I noticed both on the first stoppage and this one that system load is pretty low on the server:
I didn't know if that was expected since this system uses a different method of deploying containers from our other servers
@Samwalton9 I just checked in on the the database, and we're not catching up yet. It looks like we're gaining 10 seconds about every 10 minutes.
system time | latest timestamp |
Wed Feb 28 17:36:23 UTC 2024 | 2024-02-20 23:25:41.000000 |
Wed Feb 28 17:38:33 UTC 2024 | 2024-02-20 23:25:45.000000 |
Wed Feb 28 17:38:47 UTC 2024 | 2024-02-20 23:25:47.000000 |
Wed Feb 28 17:42:56 UTC 2024 | 2024-02-20 23:25:47.000000 |
Wed Feb 28 17:45:49 UTC 2024 | 2024-02-20 23:25:51.000000 |
Hm, not ideal. We've only introduced one trivial additional check, so I don't know why that would have slowed things down so much.
I just checked in on it, and it looks like progress was made overnight:
system time | latest timestamp |
Thu Feb 29 12:36:13 UTC 2024 | 2024-02-23 04:38:05.000000 |
progress update: it looks like we're running at about 1.89x real time; e.g. we're catching up.
system time | latest timestamp |
Fri Mar 1 17:26:37 UTC 2024 | 2024-02-24 17:56:35.000000 |
That makes the current gap:
5 days 23 hours 30 minutes
(or ~143 hours)
once we were back, we were here:
system time | latest timestamp |
Wed Feb 28 17:36:23 UTC 2024 | 2024-02-20 23:25:41.000000 |
which was a gap of:
7 days 18 hours 11 minutes 0 second
(or ~186 hours)
That means we've reduced the gap by 43 hours between the first and last check
The time between the checks was 1 days 23 hours 50 minutes
(or ~48 hours)
That puts our overal average at about 1.89x real time since the first check mentioned here.
I just checked in on it, and it looks like the gap widened again:
system time | latest timestamp |
Mon Mar 4 14:16:05 UTC 2024 | 2024-02-29 19:09:49.000000 |
It's back up to 5 days 19 hours 7 minutes
The script container has been running and logging, so things are working on a system level. System load is really low. Uptime shows 46 days, 22:45. I'm restarting the server as a basic troubleshooting step that does not require understanding the problem.
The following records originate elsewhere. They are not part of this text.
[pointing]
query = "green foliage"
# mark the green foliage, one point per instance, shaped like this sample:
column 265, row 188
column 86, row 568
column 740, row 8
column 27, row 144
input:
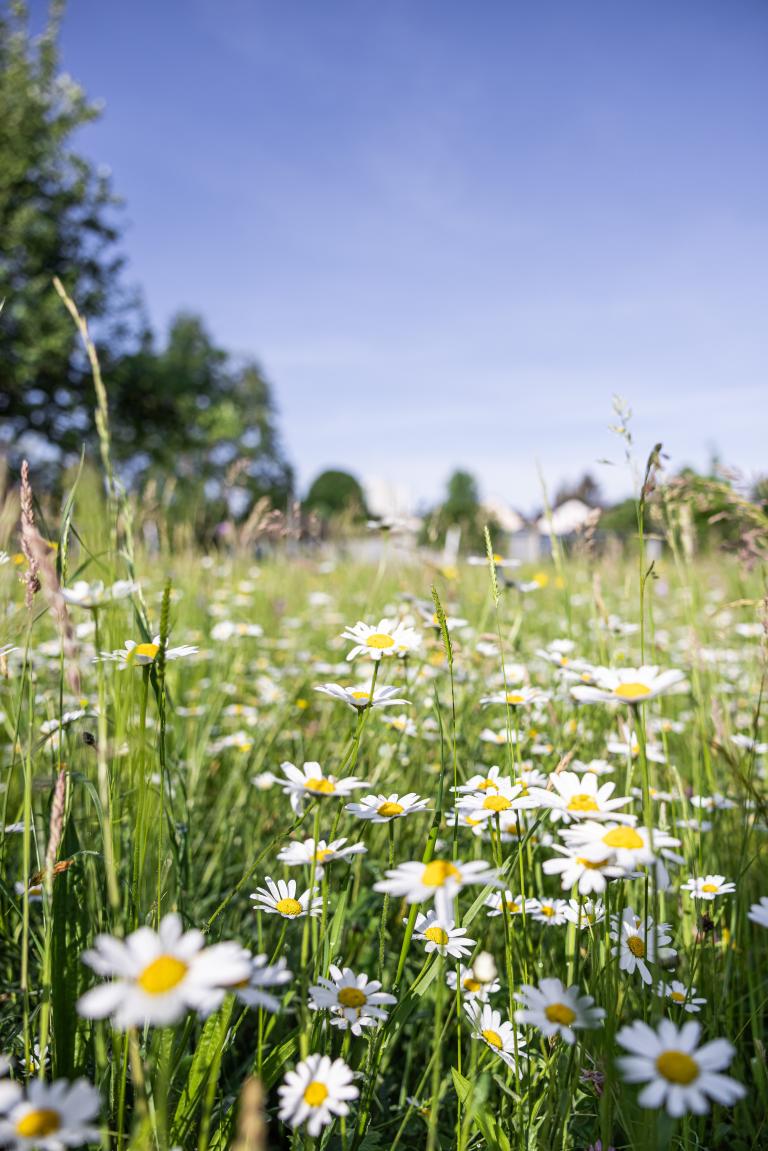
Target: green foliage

I just checked in on it, and it looks like the gap narrowed again after the restart:
system time | latest timestamp |
Tue Mar 5 17:52:24 UTC 2024 | 2024-03-02 23:58:08.000000 |
It's currently 2 days 17 hours 54 minutes
I'll continue monitoring it.
Tool is no longer displaying a data notice and data is within 1 minute of the live time.
Hmm. The scripts container is still happy. We seem to have an inordinately large number of edits tracked on 28th March.
Seems to mostly be Quickstatements
Data capture is continuing, it's just very slow. We may need to prioritise some work to understand what the bottleneck is.